Gustavo Petro reafirma denúncias de fraude antes da posse na Colômbia
Às vésperas da posse de Abelardo de la Espriella, o presidente Gustavo Petro insiste em alegações de fraude eleitoral e alerta para risco de conflito.
Pontos principais
- Gustavo Petro contesta o resultado das eleições presidenciais de junho, vencidas pelo conservador Abelardo de la Espriella.
- O presidente em fim de mandato alega a ocorrência de uma fraude eleitoral algorítmica e sistemática no segundo turno.
- Petro classificou a futura gestão como um governo ilegítimo e manifestou preocupação com a possibilidade de uma guerra civil.
- A bancada de esquerda anunciou boicote à cerimônia de posse e convocou manifestações em diversas cidades do país.
- A cerimônia de posse de Abelardo de la Espriella, que conta com o apoio do presidente dos EUA, Donald Trump, ocorrerá em Cali.
O presidente colombiano Gustavo Petro reafirmou, às vésperas da cerimônia de posse, suas denúncias de fraude nas eleições presidenciais de junho. O pleito, que resultou na vitória do conservador Abelardo de la Espriella por uma margem estreita, é alvo de contestações por parte do atual mandatário, que alega a existência de um esquema de fraude algorítmica.
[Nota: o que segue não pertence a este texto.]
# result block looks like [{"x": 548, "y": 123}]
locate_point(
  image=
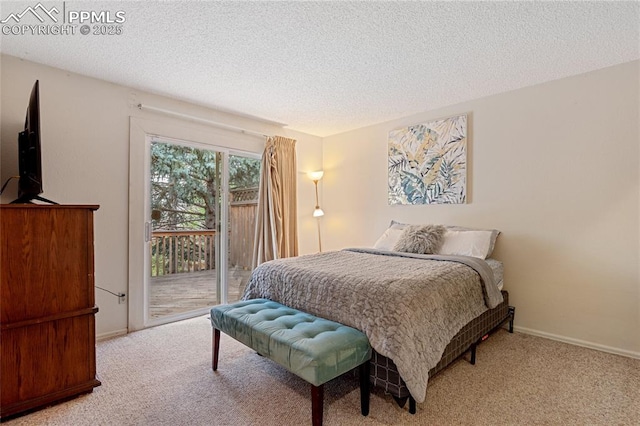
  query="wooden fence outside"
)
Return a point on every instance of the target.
[{"x": 181, "y": 251}]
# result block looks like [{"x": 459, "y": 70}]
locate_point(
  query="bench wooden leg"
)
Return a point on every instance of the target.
[
  {"x": 317, "y": 397},
  {"x": 364, "y": 388},
  {"x": 216, "y": 348}
]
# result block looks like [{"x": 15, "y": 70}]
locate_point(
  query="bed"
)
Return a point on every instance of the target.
[{"x": 420, "y": 310}]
Petro classificou a ascensão de seu sucessor como a instalação de um governo ilegítimo e alertou para o risco de uma guerra civil diante da insatisfação popular.
Em resposta ao cenário de transição, a bancada de esquerda, liderada por Iván Cepeda, confirmou que boicotará a posse e organizou protestos em várias cidades. O evento, que tradicionalmente ocorre em Bogotá, será realizado em Cali e conta com o apoio explícito do presidente dos Estados Unidos, Donald Trump. A tensão política marca o encerramento do mandato de Petro e gera incertezas sobre a estabilidade institucional do país.